Felony charges against Hough of deprivation of parental rights were conditionally dismissed Jan. 28, 2002. Judge Holter implied that Beltrami County Attorney Tim Faver may have filed a criminal case against the wrong party, accusing Brun of violating the statute under which Hough was charged.

Faver said he was unaware of the ruling and expressed no regrets for his criminal prosecution of the mother.

"The idea behind this statute is that people not resort to self-help," said Faver. "Instead of parents pulling kids back and forth, if you've got a beef let the court settle it."

The county attorney said judges should be responsible for ascertaining in such cases whether there is a contrary ruling in effect from another jurisdiction.

"The courts, in my mind, should require people to tell them whether there are any outstanding court orders from a different court," Faver said.

Judge Holter also issued the unusual directive that the Bruns not utilize the Red Lake court in any future custodial motions.

"While the practices of the Red Lake Tribal Court may be indicative of tribal notions of self-government and sovereignty, these procedures are seriously defective if the Tribal Court seeks to have its judgments enforced and recognized by other tribal courts, other state courts, or federal courts.

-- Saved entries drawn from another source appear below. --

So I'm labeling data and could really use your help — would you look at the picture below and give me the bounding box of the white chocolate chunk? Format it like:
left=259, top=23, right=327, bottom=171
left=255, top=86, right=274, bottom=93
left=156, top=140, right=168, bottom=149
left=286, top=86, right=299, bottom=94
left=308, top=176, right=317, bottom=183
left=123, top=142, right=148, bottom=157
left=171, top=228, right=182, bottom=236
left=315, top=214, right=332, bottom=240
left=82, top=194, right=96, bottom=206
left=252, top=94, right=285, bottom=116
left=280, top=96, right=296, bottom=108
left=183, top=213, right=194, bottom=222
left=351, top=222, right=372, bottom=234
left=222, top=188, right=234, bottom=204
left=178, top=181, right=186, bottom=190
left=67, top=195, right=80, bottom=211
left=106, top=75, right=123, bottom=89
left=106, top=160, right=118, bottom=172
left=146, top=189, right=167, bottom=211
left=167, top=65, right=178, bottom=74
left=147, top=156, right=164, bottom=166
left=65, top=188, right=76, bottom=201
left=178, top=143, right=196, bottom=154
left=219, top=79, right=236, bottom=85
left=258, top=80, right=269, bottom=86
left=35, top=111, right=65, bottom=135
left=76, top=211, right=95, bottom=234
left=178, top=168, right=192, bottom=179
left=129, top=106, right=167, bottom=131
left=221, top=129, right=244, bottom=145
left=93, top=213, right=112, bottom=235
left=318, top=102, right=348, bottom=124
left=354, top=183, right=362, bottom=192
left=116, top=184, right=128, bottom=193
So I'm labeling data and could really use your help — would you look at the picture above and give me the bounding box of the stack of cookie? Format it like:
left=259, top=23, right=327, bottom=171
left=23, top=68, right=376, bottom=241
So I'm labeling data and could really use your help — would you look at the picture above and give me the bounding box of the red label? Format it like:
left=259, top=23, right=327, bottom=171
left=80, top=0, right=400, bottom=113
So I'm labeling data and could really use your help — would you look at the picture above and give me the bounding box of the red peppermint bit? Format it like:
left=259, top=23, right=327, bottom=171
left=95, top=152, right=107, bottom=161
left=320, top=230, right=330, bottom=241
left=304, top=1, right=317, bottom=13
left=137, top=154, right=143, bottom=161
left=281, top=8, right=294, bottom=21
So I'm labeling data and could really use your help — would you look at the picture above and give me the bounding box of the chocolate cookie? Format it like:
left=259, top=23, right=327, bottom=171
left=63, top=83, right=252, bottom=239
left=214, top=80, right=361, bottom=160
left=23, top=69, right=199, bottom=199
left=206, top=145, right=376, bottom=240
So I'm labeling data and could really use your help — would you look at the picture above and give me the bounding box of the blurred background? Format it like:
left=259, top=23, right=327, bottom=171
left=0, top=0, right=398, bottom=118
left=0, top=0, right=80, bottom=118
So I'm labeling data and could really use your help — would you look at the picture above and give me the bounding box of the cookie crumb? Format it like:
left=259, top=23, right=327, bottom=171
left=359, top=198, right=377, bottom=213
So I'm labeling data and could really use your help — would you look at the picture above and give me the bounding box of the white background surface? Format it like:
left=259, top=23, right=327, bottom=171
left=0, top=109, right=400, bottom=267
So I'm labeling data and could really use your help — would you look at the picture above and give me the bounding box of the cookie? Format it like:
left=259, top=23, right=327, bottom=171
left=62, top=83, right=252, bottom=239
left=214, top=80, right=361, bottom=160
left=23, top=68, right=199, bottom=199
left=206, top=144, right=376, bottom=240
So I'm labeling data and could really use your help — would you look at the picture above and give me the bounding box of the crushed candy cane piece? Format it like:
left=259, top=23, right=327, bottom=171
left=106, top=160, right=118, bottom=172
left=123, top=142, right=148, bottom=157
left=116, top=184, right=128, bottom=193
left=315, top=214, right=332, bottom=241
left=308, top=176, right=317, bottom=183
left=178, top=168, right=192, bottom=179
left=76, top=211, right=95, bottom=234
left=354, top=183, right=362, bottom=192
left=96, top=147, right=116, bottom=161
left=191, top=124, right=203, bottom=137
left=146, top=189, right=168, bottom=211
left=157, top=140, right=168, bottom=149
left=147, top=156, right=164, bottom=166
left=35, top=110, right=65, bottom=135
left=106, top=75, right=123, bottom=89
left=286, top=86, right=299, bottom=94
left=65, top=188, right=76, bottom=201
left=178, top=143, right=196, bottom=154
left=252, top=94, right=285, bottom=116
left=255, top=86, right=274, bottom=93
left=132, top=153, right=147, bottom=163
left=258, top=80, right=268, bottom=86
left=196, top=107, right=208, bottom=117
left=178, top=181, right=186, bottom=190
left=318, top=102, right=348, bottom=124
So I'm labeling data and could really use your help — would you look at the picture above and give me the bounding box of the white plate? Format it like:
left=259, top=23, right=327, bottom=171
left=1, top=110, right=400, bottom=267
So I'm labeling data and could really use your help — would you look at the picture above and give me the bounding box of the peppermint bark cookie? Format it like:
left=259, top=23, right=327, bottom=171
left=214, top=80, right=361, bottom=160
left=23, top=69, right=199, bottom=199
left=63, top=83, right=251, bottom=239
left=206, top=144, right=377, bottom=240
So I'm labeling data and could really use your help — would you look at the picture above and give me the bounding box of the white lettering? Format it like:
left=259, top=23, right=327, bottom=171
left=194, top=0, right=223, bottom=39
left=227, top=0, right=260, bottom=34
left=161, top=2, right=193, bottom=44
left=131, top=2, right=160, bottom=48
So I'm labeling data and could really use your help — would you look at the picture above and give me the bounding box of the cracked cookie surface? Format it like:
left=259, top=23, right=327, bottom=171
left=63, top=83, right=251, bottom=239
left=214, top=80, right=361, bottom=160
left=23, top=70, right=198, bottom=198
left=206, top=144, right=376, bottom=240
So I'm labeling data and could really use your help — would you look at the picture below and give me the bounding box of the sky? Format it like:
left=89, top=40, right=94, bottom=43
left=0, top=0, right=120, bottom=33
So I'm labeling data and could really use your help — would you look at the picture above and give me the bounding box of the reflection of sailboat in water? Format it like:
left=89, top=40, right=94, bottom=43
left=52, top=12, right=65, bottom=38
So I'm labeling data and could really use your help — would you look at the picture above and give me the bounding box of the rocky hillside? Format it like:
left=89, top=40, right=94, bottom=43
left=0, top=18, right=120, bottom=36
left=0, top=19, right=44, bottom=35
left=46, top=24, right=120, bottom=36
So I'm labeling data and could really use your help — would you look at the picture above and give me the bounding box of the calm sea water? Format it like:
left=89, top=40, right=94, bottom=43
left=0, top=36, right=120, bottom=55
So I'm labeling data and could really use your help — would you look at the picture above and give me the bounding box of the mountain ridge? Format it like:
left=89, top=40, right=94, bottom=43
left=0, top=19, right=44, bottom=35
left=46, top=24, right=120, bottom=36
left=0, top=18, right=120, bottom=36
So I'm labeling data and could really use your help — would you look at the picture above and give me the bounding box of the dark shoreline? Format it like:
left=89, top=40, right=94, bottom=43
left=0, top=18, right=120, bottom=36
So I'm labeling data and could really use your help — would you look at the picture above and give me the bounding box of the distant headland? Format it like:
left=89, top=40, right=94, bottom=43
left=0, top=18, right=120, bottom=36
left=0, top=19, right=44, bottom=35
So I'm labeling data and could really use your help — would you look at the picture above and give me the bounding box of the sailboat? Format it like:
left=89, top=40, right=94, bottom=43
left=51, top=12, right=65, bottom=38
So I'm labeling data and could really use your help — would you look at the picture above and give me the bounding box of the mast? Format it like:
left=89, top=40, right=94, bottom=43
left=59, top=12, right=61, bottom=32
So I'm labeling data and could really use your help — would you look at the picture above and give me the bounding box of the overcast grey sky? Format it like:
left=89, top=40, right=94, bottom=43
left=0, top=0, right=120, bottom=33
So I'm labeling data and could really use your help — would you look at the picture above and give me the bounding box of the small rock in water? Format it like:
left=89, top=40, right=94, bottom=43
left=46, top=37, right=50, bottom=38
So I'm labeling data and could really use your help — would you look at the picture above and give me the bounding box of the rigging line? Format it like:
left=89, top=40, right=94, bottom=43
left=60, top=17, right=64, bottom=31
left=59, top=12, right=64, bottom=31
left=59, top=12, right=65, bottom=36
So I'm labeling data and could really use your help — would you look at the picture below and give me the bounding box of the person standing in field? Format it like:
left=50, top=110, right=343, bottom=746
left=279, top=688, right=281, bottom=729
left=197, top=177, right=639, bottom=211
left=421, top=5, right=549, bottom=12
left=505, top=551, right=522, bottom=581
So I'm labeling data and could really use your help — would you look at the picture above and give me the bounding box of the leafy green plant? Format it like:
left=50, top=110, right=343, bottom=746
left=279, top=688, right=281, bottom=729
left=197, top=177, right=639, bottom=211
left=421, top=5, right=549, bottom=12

The circumstances as they have developed mandate that subsequent proceedings take place in a neutral forum providing appropriate due process protections for all contestants," Holter wrote.

Faver said he did not know if the ruling would influence the light in which the county viewed future comity requests from Red Lake. If the Bruns failed to comply with the court order, he said, they could be held liable for charges of contempt of court or deprivation of parental rights, a felony.